El torneo creció paulatinamente: en 1968 ya participaban siete países y en la década de 1970 se incorporaron naciones de Europa continental como Suecia, Suiza y Noruega, que pronto desafiarían la hegemonía anglófona. El Campeonato del Mundo femenino comenzó en 1979, inicialmente conocido como Women’s Curling Championship.
La Federación Mundial de Curling (World Curling Federation, WCF) se constituyó formalmente en 1966 y asumió la gestión de los campeonatos mundiales y la coordinación de las federaciones nacionales. Con sede en Perth (Escocia), la WCF ha sido la impulsora de la expansión del curling a nuevos continentes.
El camino olímpico
La relación del curling con los Juegos Olímpicos es larga y accidentada. La primera aparición tuvo lugar en los Juegos Olímpicos de Invierno de Chamonix 1924, donde el curling fue deporte oficial. Gran Bretaña (representada por Escocia) ganó la única medalla de oro distribuida en aquel torneo. Sin embargo, el curling quedó fuera del programa olímpico durante décadas, reapareciendo solo como deporte de demostración en 1988 (Calgary) y 1992 (Albertville).
La perseverancia de la WCF y la creciente popularidad del curling en televisión —especialmente en Canadá, Escocia y los países escandinavos— allanaron el camino. En Nagano 1998 el curling regresó al programa olímpico de manera oficial y permanente, con competiciones tanto masculinas como femeninas. El impacto mediático fue inmediato: las audiencias de televisión descubrieron un deporte estratégico, visualmente atractivo y accesible para el espectador profano.
En los Juegos de Beijing 2022 se añadió además la prueba de curling mixto por parejas, completando el cuadro actual de tres eventos olímpicos.
La tecnología y el curling moderno
El siglo XXI ha traído cambios tecnológicos significativos al curling. Los sistemas de temporización digital, el análisis de trayectorias mediante sensores y la mejora en la fabricación de las piedras de granito han elevado el nivel técnico de la competición. Las escobas han evolucionado especialmente: los modernos materiales sintéticos permiten al equipo de barrido influir en la trayectoria y la distancia de la piedra de manera mucho más precisa que las viejas escobas de cerda.

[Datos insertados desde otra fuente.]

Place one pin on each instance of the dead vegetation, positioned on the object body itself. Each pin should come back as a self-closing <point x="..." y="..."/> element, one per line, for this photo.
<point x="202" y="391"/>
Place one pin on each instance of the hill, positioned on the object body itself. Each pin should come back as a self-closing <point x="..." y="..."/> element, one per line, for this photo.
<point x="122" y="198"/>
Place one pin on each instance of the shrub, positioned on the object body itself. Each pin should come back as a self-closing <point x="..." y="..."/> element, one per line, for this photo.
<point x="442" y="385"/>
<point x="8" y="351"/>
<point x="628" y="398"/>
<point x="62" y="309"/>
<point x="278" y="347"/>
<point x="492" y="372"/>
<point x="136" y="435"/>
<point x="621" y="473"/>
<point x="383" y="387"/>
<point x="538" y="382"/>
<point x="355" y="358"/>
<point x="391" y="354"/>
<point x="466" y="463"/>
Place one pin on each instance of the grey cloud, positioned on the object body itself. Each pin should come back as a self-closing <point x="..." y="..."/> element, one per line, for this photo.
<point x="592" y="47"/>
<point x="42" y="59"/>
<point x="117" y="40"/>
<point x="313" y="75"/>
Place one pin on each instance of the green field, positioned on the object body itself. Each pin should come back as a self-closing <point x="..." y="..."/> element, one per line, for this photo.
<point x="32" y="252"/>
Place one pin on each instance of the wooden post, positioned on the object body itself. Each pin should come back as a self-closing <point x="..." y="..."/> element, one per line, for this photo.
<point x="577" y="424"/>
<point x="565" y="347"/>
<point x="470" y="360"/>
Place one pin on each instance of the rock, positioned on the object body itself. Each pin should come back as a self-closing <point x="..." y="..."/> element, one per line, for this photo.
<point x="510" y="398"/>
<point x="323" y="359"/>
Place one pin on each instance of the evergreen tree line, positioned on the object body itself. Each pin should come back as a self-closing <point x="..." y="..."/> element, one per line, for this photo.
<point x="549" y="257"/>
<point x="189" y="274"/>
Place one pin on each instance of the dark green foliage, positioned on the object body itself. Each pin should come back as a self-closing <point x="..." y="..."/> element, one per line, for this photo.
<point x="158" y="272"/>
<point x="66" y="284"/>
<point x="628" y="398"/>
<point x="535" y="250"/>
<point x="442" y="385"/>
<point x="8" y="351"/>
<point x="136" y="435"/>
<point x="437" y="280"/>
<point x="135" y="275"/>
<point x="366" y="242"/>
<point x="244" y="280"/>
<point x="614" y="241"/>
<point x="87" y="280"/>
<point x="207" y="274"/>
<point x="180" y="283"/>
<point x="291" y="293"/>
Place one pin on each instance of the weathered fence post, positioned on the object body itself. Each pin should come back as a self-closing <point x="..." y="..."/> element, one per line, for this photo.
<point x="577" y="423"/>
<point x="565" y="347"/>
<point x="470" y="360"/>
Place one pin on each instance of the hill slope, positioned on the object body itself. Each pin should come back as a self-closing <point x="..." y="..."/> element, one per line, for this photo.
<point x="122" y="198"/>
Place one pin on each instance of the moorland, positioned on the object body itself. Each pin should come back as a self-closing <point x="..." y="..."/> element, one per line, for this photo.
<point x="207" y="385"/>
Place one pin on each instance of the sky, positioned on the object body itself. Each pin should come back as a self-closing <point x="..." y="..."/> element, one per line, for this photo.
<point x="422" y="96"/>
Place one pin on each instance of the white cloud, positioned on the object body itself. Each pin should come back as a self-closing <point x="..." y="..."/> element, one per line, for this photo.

La ciencia del barrido se ha convertido en un campo de estudio en sí mismo, con investigaciones sobre la presión óptima, el ángulo de ataque y el calor generado por la fricción. Estas innovaciones han generado controversia en la comunidad curling, y en 2017 la WCF aprobó nuevas restricciones sobre los materiales de las escobas para preservar el equilibrio entre tradición y modernidad.
Hoy el curling cuenta con más de 50 países afiliados a la WCF y se practica en todos los continentes, incluidos programas en desarrollo en países como Brasil, China, Japón y Corea del Sur.